In Paris, the proposed new skyscrapers are vigorously opposed by citizens and international groups like SOS Paris, which are petitioning UNESCO to issue a similar warning: that the Banks of the Seine could well lose World Heritage Site status if construction of proposed towers proceeds. In Italy, a national campaign against skyscrapers is being led by Italia Nostra, the country’s leading preservation organization, but so far it has been no match for the real estate juggernaut. While these opponents have the proof of centuries of urban splendor in their favor, the pro-high-rise forces are formidable, now that governments everywhere are no longer interested in placing limits on the rapacious global marketplace but, rather, cashing in on it.
My colleague in the Notre Dame Rome Studies Program Ettore Maria Mazzola and Bologna-based traditional architect/planner Gabriele Tagliaventi like to point out the false economics of high-rise development – the latter describes skyscrapers as “the clearest symbol of the economic crisis and of the jungle capitalism that by now everyone agrees must be reformed” — but their opposition is primarily based on urbanism: Because skyscrapers represent intensive development on very small plots of land, they are dependent on external infrastructure to accommodate the thousands of people who enter and exit the buildings at rush hours, contributing to traffic congestion and pollution. They also pollute the landscape visually — dinosaurs in an architectural Jurassic Park, Tagliaventi calls them.
Both architects point out that the real future of our cities lies in transforming the suburban fringe into distinct “eco-quarters” — compact, sustainable and walkable neighborhoods well served by public transportation and capable of engendering loyalty, civic pride and community life.

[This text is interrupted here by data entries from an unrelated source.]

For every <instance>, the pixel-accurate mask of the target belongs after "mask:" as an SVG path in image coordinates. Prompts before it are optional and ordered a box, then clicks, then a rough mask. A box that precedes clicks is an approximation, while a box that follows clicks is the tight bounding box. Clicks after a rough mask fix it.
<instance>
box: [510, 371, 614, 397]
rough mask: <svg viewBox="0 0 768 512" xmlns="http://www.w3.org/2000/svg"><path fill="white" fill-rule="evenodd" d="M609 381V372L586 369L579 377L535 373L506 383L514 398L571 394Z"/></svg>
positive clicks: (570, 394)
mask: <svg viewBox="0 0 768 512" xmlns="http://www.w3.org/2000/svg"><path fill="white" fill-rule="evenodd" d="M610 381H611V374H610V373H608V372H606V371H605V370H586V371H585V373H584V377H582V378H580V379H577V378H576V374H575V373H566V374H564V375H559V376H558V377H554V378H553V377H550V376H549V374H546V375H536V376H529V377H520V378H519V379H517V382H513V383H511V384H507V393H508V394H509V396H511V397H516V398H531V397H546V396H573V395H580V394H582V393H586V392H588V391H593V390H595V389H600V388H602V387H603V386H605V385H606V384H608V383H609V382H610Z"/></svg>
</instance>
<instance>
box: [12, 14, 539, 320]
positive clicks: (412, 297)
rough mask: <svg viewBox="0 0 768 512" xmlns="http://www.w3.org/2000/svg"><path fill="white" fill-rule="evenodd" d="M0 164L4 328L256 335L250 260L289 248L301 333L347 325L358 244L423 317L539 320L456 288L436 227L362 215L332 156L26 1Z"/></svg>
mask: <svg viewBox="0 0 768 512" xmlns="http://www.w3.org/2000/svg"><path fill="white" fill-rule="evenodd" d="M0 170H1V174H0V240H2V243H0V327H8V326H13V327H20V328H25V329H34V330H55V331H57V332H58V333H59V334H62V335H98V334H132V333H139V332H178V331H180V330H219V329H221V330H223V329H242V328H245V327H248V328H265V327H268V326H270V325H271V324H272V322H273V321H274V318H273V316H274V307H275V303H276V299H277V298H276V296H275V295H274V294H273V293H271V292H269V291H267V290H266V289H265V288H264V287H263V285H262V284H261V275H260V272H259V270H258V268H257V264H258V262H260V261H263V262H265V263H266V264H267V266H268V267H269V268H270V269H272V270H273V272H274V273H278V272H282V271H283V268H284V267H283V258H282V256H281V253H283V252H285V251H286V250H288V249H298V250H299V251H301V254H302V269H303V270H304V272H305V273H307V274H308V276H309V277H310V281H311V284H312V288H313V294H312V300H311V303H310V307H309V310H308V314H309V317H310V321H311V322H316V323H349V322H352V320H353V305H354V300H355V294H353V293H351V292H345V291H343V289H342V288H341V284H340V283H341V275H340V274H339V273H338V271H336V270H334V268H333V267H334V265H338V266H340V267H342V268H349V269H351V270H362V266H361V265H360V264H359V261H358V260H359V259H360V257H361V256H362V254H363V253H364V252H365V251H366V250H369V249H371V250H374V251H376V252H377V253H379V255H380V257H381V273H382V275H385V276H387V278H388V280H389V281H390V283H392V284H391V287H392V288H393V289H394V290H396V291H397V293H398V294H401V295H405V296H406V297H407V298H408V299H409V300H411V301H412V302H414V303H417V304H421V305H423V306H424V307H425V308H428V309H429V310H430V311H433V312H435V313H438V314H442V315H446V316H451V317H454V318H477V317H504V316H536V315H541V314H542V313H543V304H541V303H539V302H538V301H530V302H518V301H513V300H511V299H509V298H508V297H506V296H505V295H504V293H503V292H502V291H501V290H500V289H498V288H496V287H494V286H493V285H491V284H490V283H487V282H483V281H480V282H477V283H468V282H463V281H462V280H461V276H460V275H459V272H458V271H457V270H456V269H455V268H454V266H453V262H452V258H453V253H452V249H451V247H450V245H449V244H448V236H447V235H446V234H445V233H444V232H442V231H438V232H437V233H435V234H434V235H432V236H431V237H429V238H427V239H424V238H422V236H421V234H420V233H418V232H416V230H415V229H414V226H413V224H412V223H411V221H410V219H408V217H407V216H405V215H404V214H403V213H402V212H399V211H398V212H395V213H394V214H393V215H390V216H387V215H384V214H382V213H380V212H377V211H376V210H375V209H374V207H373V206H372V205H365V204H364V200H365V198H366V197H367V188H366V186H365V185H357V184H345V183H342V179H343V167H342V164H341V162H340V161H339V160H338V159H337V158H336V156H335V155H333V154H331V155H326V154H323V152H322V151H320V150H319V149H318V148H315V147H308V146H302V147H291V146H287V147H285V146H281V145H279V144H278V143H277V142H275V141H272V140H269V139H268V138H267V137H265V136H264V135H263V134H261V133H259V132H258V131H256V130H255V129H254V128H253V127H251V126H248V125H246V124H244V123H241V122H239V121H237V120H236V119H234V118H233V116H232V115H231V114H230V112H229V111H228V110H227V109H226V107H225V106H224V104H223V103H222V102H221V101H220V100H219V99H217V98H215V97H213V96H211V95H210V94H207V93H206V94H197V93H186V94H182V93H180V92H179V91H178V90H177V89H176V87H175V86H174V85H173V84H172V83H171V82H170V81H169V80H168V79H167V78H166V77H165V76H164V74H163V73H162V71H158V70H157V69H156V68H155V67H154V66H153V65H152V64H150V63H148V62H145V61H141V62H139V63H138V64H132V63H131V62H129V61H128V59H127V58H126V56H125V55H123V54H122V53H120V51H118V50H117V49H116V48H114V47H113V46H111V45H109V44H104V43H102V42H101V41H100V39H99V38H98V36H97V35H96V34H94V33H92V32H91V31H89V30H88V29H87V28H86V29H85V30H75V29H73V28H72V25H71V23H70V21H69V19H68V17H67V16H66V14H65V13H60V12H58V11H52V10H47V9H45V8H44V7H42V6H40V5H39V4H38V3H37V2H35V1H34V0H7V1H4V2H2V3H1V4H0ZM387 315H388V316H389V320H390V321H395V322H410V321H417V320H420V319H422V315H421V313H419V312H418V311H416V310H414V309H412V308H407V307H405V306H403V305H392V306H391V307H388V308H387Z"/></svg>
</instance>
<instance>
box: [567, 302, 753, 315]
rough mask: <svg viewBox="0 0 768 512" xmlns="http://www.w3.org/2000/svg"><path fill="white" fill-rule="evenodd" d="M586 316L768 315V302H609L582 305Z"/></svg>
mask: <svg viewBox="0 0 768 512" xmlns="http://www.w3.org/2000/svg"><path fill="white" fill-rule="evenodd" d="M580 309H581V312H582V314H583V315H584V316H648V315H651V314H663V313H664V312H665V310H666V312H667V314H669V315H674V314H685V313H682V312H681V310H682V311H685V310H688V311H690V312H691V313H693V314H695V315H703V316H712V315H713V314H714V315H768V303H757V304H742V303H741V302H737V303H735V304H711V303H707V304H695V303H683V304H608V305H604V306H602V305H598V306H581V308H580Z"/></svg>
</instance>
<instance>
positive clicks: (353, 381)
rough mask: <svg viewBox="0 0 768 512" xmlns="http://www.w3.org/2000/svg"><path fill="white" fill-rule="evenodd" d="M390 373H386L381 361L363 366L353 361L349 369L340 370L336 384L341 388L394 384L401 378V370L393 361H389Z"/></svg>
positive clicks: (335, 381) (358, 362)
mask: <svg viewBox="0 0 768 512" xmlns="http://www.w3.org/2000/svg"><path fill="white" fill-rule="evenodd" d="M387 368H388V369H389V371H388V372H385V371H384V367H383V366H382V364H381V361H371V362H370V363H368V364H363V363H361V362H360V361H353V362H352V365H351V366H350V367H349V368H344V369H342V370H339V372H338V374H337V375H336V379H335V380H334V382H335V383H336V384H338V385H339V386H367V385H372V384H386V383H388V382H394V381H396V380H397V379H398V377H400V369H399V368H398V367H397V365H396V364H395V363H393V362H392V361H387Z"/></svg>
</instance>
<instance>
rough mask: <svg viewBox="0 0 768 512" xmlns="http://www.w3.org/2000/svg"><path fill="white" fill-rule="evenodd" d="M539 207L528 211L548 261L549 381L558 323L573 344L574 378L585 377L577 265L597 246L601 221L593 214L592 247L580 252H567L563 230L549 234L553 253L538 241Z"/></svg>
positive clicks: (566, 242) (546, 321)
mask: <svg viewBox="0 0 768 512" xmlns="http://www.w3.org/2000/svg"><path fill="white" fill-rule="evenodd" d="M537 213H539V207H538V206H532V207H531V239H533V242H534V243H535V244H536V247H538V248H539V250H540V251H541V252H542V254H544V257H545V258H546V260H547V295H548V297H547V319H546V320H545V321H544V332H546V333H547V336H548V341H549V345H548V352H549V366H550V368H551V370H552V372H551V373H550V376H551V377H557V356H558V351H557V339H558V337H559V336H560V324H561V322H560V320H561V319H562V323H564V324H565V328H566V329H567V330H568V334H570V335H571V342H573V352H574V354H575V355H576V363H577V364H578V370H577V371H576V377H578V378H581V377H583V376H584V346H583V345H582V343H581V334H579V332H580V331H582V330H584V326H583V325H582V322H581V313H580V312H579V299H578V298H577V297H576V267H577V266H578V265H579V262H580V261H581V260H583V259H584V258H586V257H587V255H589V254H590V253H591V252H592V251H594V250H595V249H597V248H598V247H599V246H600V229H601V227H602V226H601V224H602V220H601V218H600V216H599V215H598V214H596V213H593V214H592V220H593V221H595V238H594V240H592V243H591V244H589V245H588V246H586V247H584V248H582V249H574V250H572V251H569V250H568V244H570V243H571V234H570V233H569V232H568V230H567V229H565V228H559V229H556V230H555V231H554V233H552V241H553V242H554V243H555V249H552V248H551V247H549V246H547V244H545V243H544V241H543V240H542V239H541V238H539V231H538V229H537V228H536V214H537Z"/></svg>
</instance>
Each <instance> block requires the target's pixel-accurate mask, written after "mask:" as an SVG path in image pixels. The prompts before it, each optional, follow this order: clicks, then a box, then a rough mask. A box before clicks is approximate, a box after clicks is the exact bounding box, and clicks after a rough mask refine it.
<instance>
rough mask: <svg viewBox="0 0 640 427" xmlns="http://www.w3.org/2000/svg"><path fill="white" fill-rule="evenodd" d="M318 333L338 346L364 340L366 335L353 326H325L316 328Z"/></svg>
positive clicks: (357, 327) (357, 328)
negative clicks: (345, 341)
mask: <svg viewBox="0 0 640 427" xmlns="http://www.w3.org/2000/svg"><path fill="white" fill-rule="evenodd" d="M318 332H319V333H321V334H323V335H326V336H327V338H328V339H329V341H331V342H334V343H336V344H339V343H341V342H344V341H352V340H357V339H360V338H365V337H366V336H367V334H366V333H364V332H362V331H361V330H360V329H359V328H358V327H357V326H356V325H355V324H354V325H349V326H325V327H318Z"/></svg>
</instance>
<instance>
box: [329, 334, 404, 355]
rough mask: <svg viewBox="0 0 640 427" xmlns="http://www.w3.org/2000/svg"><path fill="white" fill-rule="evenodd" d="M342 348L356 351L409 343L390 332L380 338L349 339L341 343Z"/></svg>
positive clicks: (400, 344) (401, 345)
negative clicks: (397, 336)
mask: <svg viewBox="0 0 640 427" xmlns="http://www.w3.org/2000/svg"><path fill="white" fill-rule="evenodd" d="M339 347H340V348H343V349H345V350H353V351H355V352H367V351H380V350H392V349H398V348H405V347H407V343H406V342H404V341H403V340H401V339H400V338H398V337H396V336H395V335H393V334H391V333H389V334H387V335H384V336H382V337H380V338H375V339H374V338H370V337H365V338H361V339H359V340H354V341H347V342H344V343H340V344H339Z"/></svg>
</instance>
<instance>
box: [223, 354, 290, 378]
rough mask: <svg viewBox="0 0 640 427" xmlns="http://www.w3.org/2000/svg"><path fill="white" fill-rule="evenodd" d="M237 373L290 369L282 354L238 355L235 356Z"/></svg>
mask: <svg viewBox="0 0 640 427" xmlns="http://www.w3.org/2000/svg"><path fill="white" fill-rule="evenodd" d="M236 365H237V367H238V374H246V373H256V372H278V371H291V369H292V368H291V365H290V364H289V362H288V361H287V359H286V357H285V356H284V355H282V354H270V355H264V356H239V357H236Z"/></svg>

Such neighborhoods match the density of the skyscraper zones but with the advantage of genuinely sustainable construction and the creation of a humane and lovable urban environment.
So far, however, this appeal has fallen on deaf ears as the financial and political elite remain infatuated with the imagery of the new towers and the hoped-for returns on their investments. Whether those returns are realized remains to be seen, but the fate of our most valued historic centers hangs in the balance.